Just as I’m about to go back into the house, feeling rather pleased with my resolution, the porch door swings open and Chrissy appears in her cotton nightie and dressing gown, her bleached hair slicked back, wet.

‘There’s my fags,’ she says, and I throw her the packet.

She sits down next to me and starts picking flaky paint off the ledge. Then she sparks up her own cigarette, and I watch in awe as she puffs out three faultless smoke rings in a row. Chrissy always seems so much more grown up than me, I feel, even though she’s a year and a bit younger. She seems to have a composure and assurance about her that I long for but never manage to attain. Sure, I’m the clever one, but Chrissy is just so much fucking cooler. Neither of us speak for quite a while, and then finally I say to her, ‘Your hair smells of apples.’

‘That’ll be me VO5 conditioner,’ she replies somewhat tersely.

‘It’s nice,’ I say. ‘Apple-ish.’

She looks me up and down for a moment, and then she says, ‘Why were you such a fucking tosser towards Abi in there earlier? She was crying when she left, you know. I could hear her from all the way upstairs, making that funny noise at the back of her throat, like she does. You’re a bloody freak!’

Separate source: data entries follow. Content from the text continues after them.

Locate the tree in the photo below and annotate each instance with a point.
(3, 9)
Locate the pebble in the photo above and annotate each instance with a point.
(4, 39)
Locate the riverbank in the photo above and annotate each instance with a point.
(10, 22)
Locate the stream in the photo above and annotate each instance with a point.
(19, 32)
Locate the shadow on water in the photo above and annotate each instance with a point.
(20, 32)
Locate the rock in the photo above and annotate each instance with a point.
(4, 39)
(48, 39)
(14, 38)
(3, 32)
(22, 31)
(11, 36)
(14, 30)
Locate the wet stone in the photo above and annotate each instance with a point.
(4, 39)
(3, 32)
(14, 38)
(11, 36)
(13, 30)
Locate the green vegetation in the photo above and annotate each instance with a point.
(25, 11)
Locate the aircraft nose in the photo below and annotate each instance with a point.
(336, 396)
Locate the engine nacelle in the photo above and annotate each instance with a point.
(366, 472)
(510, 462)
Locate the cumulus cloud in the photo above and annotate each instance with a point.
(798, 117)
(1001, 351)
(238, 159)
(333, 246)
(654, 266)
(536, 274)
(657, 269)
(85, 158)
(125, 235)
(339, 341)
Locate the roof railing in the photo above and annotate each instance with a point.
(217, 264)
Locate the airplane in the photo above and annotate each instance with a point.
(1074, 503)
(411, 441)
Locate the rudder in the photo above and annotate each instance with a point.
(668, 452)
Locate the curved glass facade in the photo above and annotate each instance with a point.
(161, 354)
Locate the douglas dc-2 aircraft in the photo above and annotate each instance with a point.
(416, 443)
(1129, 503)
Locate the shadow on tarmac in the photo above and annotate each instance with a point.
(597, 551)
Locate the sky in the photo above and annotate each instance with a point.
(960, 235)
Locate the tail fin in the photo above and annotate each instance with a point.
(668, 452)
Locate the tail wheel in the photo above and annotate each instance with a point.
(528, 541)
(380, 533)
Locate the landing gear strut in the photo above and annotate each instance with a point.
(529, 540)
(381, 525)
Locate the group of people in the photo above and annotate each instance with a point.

‘I don’t know why I was like that,’ I whine. ‘Everything went wrong last week and I just wanted to—’

‘What’s gone wrong?’ Chrissy suddenly snaps. ‘Is it something to do with that bloody Maxie? And where was he on your birthday anyway – your new best friend? You’re just behaving really weird lately, David, cos you wanna be different. You always have to be fuckin’ different.’

Then I bristle and leap up from the windowsill.

‘ME? What about you getting back with bloody Rudolf Hess? Nan told me she spied the two of you snogging. It makes me want to vomit after what he did to Frances and Maxie: he hit him in the face!’

‘No!’ Chrissy shouts.

‘No what?’

‘He’s not a Nazi, he’s not!’

‘Oh no?’ I snipe caustically. ‘Well, he does a bloody good impersonation of one then.’

And I spill my guts about what Frances told me about Chrissy’s ‘dear little Toby’.

When I’m done, Chrissy lights another B&H, and looks altogether horrified.

‘But he didn’t know those kids were NF,’ she spits, desperately puffing out smoke in short sharp bursts, her eyes fiery. ‘He thought they were just into the clothes and the music, like him, and now that he does know he’s stopped knocking around with them – honest. He told me that he got very, very pissed on strong cider before that party on the Aylesbury, and that’s why he behaved like such a dickhead. He didn’t know what he was doing. He swore on his little sister’s life, and she’s got a semi-withered arm. He never meant to hurt Maxie or Frances – he didn’t even know that she was your friend, and he certainly wasn’t the one shouting out those vile names – that wasn’t Squirrel. He’s not like that, David, I know him.’

She suddenly has tears in her eyes.

‘He’s not,’ she says softly, and I put my arm around her.

‘You need to get him to talk to Frances then,’ I say. ‘Put things right.’

Chrissy nods solemnly.

‘I will.’

‘Sometimes nice people do horrible things, don’t they?’ I smile. ‘Like me with Abigail. I was vile to her tonight. I didn’t really mean it, though. You just have to put these things right, don’t you?’

‘Yeah, you do,’ Chrissy says, sniffing.

We sit quiet for a while, a police car whizzing along Lordship Lane with its siren going the only sound you could hear, a woman on a late-night stroll with her boxer dog the only sign of life. I consider, for a moment in the lull, mentioning Squirrel’s unexplained liaisons with our cleaner, Moira, but it doesn’t seem the right time – Chrissy seems too upset – so I decide to let it lie. Then she suddenly flicks her cigarette high in the air and into the kerb, and turns to face me.

‘Are you gay, David?’ she says. ‘Are you?’

I laugh out loud, smashing the near silence of the evening, and then I say, ‘Yes. I am.’

‘I knew it,’ she says.

And when she hugs me tight around the neck I can smell the apples.